Historias del porno Nueva York era una fiesta

Nuestras historias del porno vuelven al lúbrico y decrépito Nueva York de finales de los 70 para centrarse en el auge de los locales de intercambio de parejas. Antros de vicio tan legendarios como el Plato’s Retreat de Larry Levenson.

Plato's Retreat
Paco Gisbert | 15/10/2018 - 13:10

Como tan bien retrata la segunda temporada de ‘The Deuce’, a mediados de la década de los años 70, Nueva York era una fiesta en la que el sexo y las drogas tenían papeles protagonistas. Tras la legalización del porno, en 1970, y la progresiva liberalización de las costumbres que impregnó a la sociedad americana desde finales de los 60, la década de los 70 fue, sin duda, la del sexo desprejuiciado.

En la Gran Manzana, la gran fiesta comenzó en 1975, cuando muchos de los locales que se dedicaban a los espectáculos de burlesque se convirtieron en templos del striptease. En el Melody Burlesque, en la calle 48, o el Show World, en la esquina de la octava avenida con la calle 42, Tempest Storm, Lili St. Cyr o Blaze Starr cedieron sus puestos en los escenarios a Vanessa del Rio, Sharon Mitchell o Annie Sprinkle, en espectáculos que ya no solo sugerían, sino que invitaban a la acción. Vanessa del Rio contó en una entrevista que, en el Melody, los clientes podían dar un lametón en el coño de las chicas que actuaban por solo un dólar.

El momento álgido de la gran fiesta neoyorquina llegó con Plato’s Retreat, un enorme club swinger que acabaría convirtiéndose en un local de moda para todos aquellos que quisieran ser cool en la Nueva York de los 70, del nivel de Studio 54.

Plato’s Retreat fue una idea de Larry Levenson, antiguo compañero en el instituto de Al Goldstein y exempleado de un McDonald’s de Brooklyn que entró en contacto con el mundo de los intercambios de parejas tras conocer en un bar de Sheepshead a una mujer que practicaba el swinging.

Plato's Retreat

 

El empresario siempre moja

Comenzó a acudir a fiestas swinger pero, como explicaba Fred Lincoln, “nunca mojaba en esas fiestas, por lo repelente que era, y se dio cuenta de que el organizador de las fiestas siempre mojaba”. Tenía la solución en su mano y la puso en práctica.

Empezó a organizar fiestas swinger con parejas liberales y tuvieron éxito, así que consiguió que unos inversores (una manera amable de denominar a la Mafia) le prestaran dinero para abrir un club en los bajos del hotel Ansonia, en Broadway, en el lugar que habían ocupado unos baños para público gay en los que habían actuado, en los comienzos de sus carreras, Bette Midler y Barry Manilow. Lo bautizó con un nombre con reminiscencias filosóficas: El retiro de Platón.

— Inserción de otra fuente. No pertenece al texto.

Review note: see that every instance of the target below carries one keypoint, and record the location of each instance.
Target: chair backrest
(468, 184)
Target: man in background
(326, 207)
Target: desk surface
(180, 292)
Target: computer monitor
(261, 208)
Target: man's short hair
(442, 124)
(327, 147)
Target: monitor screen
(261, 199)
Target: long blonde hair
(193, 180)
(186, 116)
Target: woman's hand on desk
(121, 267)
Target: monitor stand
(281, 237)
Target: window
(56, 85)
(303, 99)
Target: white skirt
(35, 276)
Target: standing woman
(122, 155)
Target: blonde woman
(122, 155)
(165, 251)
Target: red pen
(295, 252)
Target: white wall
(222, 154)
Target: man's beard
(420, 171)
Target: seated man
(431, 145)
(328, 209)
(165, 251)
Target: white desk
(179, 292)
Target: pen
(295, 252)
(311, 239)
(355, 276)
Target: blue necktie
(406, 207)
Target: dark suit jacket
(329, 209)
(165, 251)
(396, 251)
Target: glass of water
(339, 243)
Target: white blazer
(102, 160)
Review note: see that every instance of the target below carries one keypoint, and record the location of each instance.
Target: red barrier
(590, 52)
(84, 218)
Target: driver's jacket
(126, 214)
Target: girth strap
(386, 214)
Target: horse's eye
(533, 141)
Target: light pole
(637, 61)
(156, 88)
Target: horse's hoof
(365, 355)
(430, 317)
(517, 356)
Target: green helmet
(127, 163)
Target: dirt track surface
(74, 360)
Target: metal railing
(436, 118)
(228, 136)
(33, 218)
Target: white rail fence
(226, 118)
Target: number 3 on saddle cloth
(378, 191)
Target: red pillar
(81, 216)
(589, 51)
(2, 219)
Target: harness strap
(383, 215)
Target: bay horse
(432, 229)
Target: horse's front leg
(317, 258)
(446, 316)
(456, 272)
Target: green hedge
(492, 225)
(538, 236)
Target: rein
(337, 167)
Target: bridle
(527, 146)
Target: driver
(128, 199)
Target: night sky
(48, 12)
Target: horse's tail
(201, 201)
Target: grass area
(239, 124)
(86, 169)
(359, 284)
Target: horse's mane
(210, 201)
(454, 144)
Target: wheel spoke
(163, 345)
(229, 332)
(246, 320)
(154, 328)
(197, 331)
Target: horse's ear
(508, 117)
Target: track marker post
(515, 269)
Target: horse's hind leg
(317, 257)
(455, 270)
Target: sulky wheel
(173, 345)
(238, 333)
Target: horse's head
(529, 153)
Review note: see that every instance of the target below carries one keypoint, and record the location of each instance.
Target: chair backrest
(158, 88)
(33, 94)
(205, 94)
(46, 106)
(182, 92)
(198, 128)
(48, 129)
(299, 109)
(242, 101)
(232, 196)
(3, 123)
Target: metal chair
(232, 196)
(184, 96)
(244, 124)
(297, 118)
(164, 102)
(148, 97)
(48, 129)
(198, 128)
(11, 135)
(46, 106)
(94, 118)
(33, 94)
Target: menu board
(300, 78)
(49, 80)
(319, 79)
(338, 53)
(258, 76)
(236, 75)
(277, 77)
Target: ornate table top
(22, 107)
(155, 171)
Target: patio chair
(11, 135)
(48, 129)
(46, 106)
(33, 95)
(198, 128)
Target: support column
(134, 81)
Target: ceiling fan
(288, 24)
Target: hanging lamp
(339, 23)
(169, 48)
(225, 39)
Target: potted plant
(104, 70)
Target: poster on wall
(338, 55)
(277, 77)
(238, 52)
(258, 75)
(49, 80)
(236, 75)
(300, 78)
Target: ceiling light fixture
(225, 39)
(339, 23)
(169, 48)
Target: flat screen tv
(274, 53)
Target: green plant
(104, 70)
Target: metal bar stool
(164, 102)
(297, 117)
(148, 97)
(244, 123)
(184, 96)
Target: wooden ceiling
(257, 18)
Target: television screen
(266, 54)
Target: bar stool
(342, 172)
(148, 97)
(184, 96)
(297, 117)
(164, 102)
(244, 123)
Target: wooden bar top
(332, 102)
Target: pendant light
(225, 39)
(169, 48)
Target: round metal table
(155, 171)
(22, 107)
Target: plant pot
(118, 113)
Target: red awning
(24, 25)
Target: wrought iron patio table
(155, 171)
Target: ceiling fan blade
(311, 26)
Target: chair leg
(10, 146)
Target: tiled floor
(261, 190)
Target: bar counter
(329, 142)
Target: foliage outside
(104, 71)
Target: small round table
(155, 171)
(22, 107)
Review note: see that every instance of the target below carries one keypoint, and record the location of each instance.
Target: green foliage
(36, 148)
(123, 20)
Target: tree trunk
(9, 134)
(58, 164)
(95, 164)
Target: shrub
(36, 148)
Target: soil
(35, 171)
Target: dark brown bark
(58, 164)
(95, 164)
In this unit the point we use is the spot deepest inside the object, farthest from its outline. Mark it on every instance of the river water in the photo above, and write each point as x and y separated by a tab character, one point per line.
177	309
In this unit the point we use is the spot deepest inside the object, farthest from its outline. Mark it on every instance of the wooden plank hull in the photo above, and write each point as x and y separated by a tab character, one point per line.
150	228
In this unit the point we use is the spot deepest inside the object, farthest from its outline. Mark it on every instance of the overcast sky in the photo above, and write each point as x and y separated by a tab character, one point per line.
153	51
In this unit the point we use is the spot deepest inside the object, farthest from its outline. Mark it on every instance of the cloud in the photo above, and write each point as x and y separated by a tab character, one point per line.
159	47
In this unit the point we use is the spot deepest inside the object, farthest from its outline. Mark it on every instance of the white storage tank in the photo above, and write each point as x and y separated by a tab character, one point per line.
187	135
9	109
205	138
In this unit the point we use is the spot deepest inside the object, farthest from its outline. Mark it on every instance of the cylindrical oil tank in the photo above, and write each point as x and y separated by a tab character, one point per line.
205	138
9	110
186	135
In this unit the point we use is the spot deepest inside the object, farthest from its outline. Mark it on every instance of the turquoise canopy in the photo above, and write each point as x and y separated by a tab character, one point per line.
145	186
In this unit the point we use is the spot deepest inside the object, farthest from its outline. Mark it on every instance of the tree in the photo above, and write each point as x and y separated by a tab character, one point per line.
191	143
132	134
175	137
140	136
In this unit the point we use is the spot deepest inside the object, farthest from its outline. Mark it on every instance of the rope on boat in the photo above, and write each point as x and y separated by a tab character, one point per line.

En muy pocos meses, lo que era un club de intercambio más de los que florecían en Nueva York al calor de la liberación sexual se convirtió en un garito de moda, el sitio a donde todo el mundo quería ir. Era como el Studio 54, pero con sexo. Y su extraordinario ascenso se debió a que comenzó a ser frecuentado por estrellas del porno y celebridades del cine, la música y el teatro, como Richard Dreyfuss, Buck Henry o Joe Thomas, que incluso dedicó una canción al Plato’s.

Plato's Retreat

 

Levenson impuso unas reglas más o menos estrictas para la admisión en el local, entre ellas la prohibición de relaciones homosexuales masculinas (sí se permitía sexo sáfico), la obligación de que las parejas siguieran juntas al menos un par de minutos después de practicar el sexo, la obligatoriedad de acceder con pareja (aunque a gente como Jamie Gillis se le permitía entrar sola) y el rechazo a las drogas, pese a que tanto propietarios como clientes se ponían hasta las orejas de cocaína y quaaludes.

En sus instalaciones había una piscina climatizada, sauna, bañera de hidromasaje, pista de baile, bar y un montón de camastros para entregarse al sexo sin remilgos.

Plato’s Retreat vivió su época de esplendor a comienzos de los 80, cuando incluso se trasladó a un local más grande en la calle 34, pero la amenaza del sida acabó con él. En 1985, el alcalde de la ciudad, Ed Koch, adoptó una serie de medidas para combatir el contagio de la temible enfermedad, como el cierre de las saunas gay de Nueva York.

Las protestas del colectivo homosexual por la afrenta que significaba que los clubes de intercambio continuaran abiertos, arrastraría a estos, incluido el Plato’s Retreat, a su definitiva clausura. Levenson vendió su negocio a un inversor que montó una réplica del club en Fort Lauderdale (Florida) y él acabó conduciendo un taxi por las calles de Nueva York hasta 1999, cuando falleció a causa de un ataque al corazón.